A Baby Gift
I’m going to a baby shower on Saturday. My mom didn’t believe in baby showers, so we didn’t have them on my side of the family. My mom’s not around anymore, so my nieces are hosting for my niece. This is big. Traditionally, these events are given by the aunts. I feel a succession plan in place.
There was no baby shower when my daughter Katie was pregnant. Recalling my mom’s thoughtful gift of lovely, white eyelet bumper pads for Katie’s hand-me-down crib from Tim’s cousin, I told Katie, “I would love to get the bumper pads for the crib.”
“We don’t use bumper pads.”
They don’t use old cribs either. I soon learned to tame my garage sale groove as these gifts were not greeted with the same fervor I experienced at the card table.
Generational changes are endless. My parents didn’t use car seats, my kids sat in them until preschool when carpooling began.

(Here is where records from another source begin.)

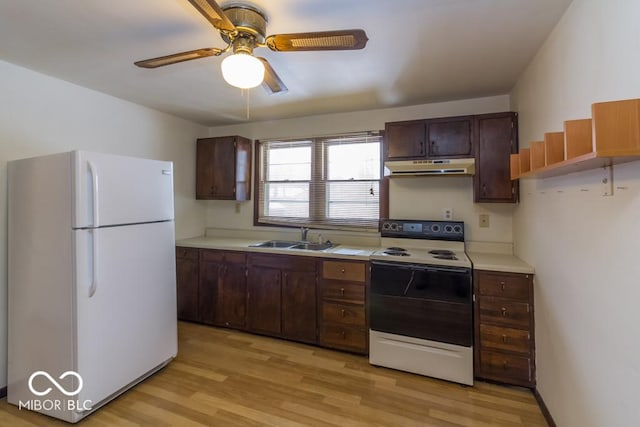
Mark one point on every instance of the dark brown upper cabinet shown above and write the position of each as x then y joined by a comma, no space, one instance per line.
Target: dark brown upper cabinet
449,137
489,138
497,139
405,140
223,168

My grandbabies reclined in John Glenn Orbits the Moon carseats requiring the mind of an engineer for proper launching. They now sit in booster seats complete with water bottle holders. Ingenious. I love those carseats. I want the kids to be safe, safe, and more safe.
I scroll through the baby registry and marvel at the gadgets: video monitors, sound machines for the baby’s room and the stroller, bottle dryers, portable changing tables.

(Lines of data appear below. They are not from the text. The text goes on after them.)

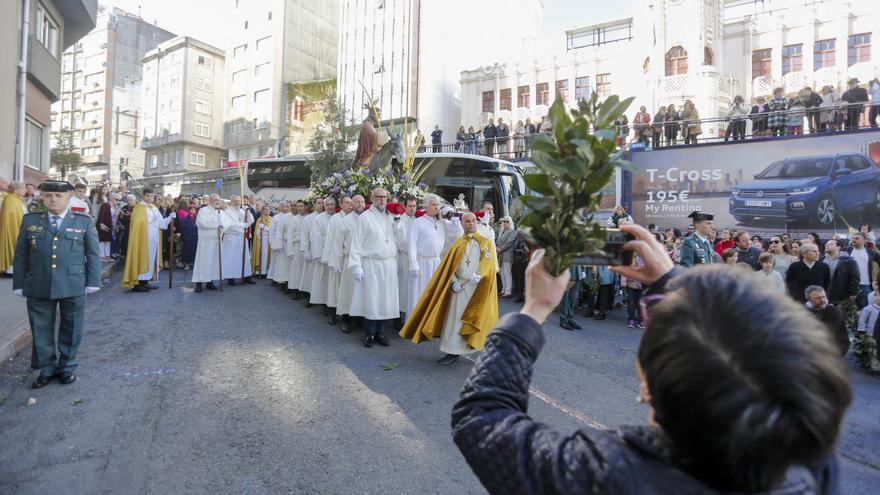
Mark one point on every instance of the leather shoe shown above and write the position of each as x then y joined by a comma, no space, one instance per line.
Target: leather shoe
65,378
449,359
41,381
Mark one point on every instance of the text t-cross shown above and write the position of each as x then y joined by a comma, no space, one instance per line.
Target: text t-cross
812,189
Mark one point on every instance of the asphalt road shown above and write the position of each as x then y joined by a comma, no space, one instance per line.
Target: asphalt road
249,392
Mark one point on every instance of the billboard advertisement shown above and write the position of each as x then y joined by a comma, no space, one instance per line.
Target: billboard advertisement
821,183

I struggle with my gift selection and opt for one I wish I had - a thermometer that reads the baby’s temperature simply by holding it against the baby’s head.
When Katie was three months old, I thought she felt feverish. My mother-in-law Mary was visiting and said, “Just put some Vaseline on the thermometer’s tip and insert it into Katie’s bottom.”

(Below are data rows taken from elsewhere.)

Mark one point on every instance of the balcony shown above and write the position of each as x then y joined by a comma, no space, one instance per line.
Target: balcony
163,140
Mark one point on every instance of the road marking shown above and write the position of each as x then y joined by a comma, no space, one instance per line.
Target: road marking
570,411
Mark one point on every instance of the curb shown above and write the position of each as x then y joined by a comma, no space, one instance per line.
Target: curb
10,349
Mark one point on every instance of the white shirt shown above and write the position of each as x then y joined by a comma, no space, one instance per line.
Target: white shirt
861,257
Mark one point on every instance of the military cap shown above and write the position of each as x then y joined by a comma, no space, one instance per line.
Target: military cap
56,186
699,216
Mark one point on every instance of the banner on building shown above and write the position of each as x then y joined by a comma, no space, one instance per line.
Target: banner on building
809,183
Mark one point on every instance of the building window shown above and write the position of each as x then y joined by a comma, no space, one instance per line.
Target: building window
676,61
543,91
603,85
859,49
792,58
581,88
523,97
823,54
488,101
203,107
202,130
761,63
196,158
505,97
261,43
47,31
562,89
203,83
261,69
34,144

I took the silver-tipped, blue-lined glass tube out of its plastic case, slathered it, spread those beautiful baby cheeks, and froze. There was no way I was sticking that thing inside of Katie. Swear to God. I don’t know why God gave me kids.
Mary did it. She held up Katie’s legs as if she was a calf, slid that thing in, held it, and counted to what seemed forever. This was hell for me. I still shiver at the thought of it. Katie was fine.
Click, click, click. I purchase my gift - and hope it never needs to be used.